Terms and conditions of sales

Last updated 12/08-2019

  1. IN GENERAL
    These Terms of Sale and Delivery apply to any purchase of user licenses for COMAsystem, installation and setup of the system, user instructions and support as well as further agreed and specified supplementary consultancy assistance for registration of contracts and contract data, etc.

     

    Data processor agreement (download af pdf) is accepted by acceptance of these Terms of Sale and Delivery. Deviations from the provisions of these Terms of Sale and Delivery are only valid with the supplier’s written consent.

  2. LICENSING RIGHTS
    The customer has access to the COMA system through purchased licenses (s). The user license (s) are personal. The license (s) may not be misused, copied or transferred to third parties.
  3. PRICES
    All prices and amounts are stated in Danish kroner and excl. VAT. Prices at the time of the agreement are valid.
  4. PRICE CHANGES
    The license fee is automatically adjusted once a year according to the net price index, however, with a maximum of an annual increase of 5%. Correspondingly, agreed hourly rates for consultancy assistance are adjusted once a year for the following calendar year. If an agreement is subsequently entered into with the customer for additional consulting assistance, the hourly rates applicable for agreed consulting services apply at all times.
  5. PAYMENT
    The agreed installation price for COMAsystem is due for payment in cash 8 days net after the installation is completed.
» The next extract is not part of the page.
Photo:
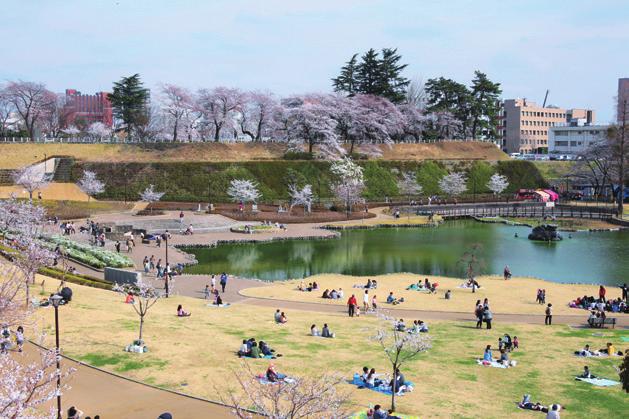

License fee for COMAsystem is due for payment quarterly in advance 14 days net. Fee for the agreed supplementary consultancy assistance is due for payment monthly in arrears in cash 14 days net.
  6. INTEREST ON LATE PAYMENTS
    In the event of late payment, default interest of the amount due will accrue at 2% per. commenced month as well as reminder fee, collection fee and other costs that may be associated with late payment.
  7. TIME OF DELIVERY
    The stated time of delivery is approximate and subject to delays. The customer may not terminate agreements entered into due to delays attributable to the supplier, unless the delay exceeds 3 months. The customer cannot raise a claim against the supplier due to delays.
  8. VIOLATION
    It is considered a material breach if the customer does not pay on time for the agreed services, which entitles the supplier to terminate the agreement, unless the customer after a written demand of 10 working days brings the breach to an end. The supplier is entitled to claim his loss in the event of default by the customer in accordance with the general rules of Danish law. In the event of justified termination, the supplier is entitled to remuneration for the work performed up to the completion of the termination as well as deliveries made, etc. in addition to a possible claim for compensation.
  9. RELATION TO THE CUSTOMER
    The supplier is not responsible for postponement of deadlines, delays and deficiencies, etc., which are due to conditions at the customer.
  10. RETENTION OF TITLE
    The supplier retains ownership of what is sold until full and final payment has taken place. The supplier has no access or ownership of the customer’s data, contracts, etc. which the customer has entered into the system.
  11. LIMITATION OF LIABILITY
    The supplier’s liability is limited in amount to DKK 200,000 incl. VAT. The supplier cannot be held liable for indirect losses, including consequential damages or other indirect losses, operating or revenue losses, loss of time, lost earnings or losses due to lack of capacity utilization, loss of image or goodwill, loss of data, etc. See Appendix 1 (SLA) and Appendix 2 (Data Processor Agreement).
  12. PRODUCT LIABILITY
    The supplier’s possible product liability follows the general rules of Danish law. The product liability for business damage and product liability, which is based on the product liability developed in case law, is limited in amount to DKK 200,000 incl. VAT. However, the amount limitation of product liability does not apply to personal injuries.
  13. DATA PROCESSING & SUBCONTRACTORS
    The supplier is using subcontractors and third party products etc. to fulfill its obligations to the customer, as specified in the applicable data processor agreement.
  14. TRANSPORT OF RIGHTS
    The Supplier is entitled to transfer all rights and obligations under agreements entered into to third parties.
  15. DUTY OF CONFIDENTIALITY
    The Supplier and the Customer undertake, both during and after the termination of the cooperation, not to disclose og pass on the other party’s trade or business secrets or to exploit such information to the detriment of the other party.
  16. CHANGES AND ADDITIONS FOR SPECIFIC AGREEMENTS
    All changes and additions to agreements must happen by a written agreement between the customer and the supplier.
  17. DISPUTES
    Any disagreement between the supplier and the customer regarding the purchase of user licenses for COMA system, installation and setup of the system, user instructions and support for registration of 1-5 contracts as well as further agreed and specified consulting assistance for registration of contracts and contract data, etc. is subject to Danish law. Any discrepancy that cannot be resolved amicably must be settled by the Copenhagen City Court.